Ik herinner me uit mijn kantoortijd een grappige anekdote, waarin de directiesecretaresse de hoofdrol speelde. We werkten met zon vijftien man (m/v) in een zgn. landschapsbureau, waarin we elkaar voortdurend konden horen en zien. Op een dag was juffrouw X weer druk aan het typen toen ze plots met een onwillig, tegensputterend klavier geconfronteerd werd. Ze riep luidkeels de hulp in van haar chef met de sindsdien legendarische woorden: Meneer Y, help mij eens a.u.b.: als ik op mijn Q druk, komt mijn M omhoog. Algemene hilariteit natuurlijk, want wij hoorden die zin natuurlijk anders, nl.: als ik op mijn KUU druk, komt mijn (H)EM(D) omhoog. (Voor wie het niet zou snappen: KUU was het plaatselijk dialect voor achterste, en nen em betekende een hemd).
TOE(kom)MAATJE. (zie ook foto) Nu we het toch over dialecten hebben. Welk ander woord kent u voor schommel?
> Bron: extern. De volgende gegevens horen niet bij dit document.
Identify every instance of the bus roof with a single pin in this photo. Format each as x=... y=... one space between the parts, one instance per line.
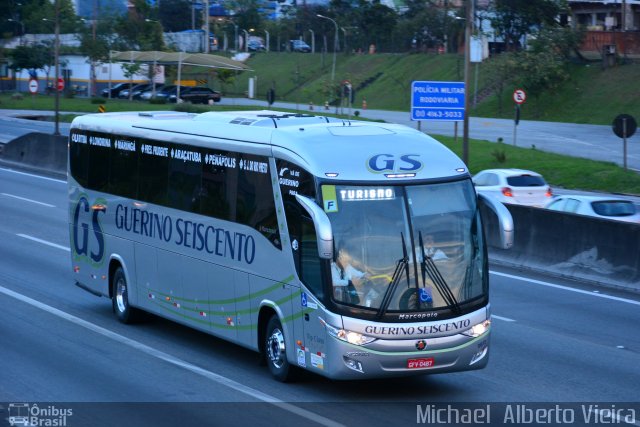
x=327 y=147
Ik geef er enkele (!), geplukt uit het tijdschrift Nederlands van Nu: schop, schoppel, schok, joek, schokkel, schoggel, touter, talter, telt, stuur, bijs, bizebijs,, zwik, zwikzwak, wip, wipwap, ruts, rutseko, vaar, singel, zwingel, slinger, suie, rui, ruik, hus, bungel, bommel, schingel, zeelke, renne, renneko, ritse, ritseko, rijdeko, balançoire, berlans, bascule, rijtak,witak, karis, zwier, holeers, hangwieg, litse
En das naar het schijnt nog niet alles.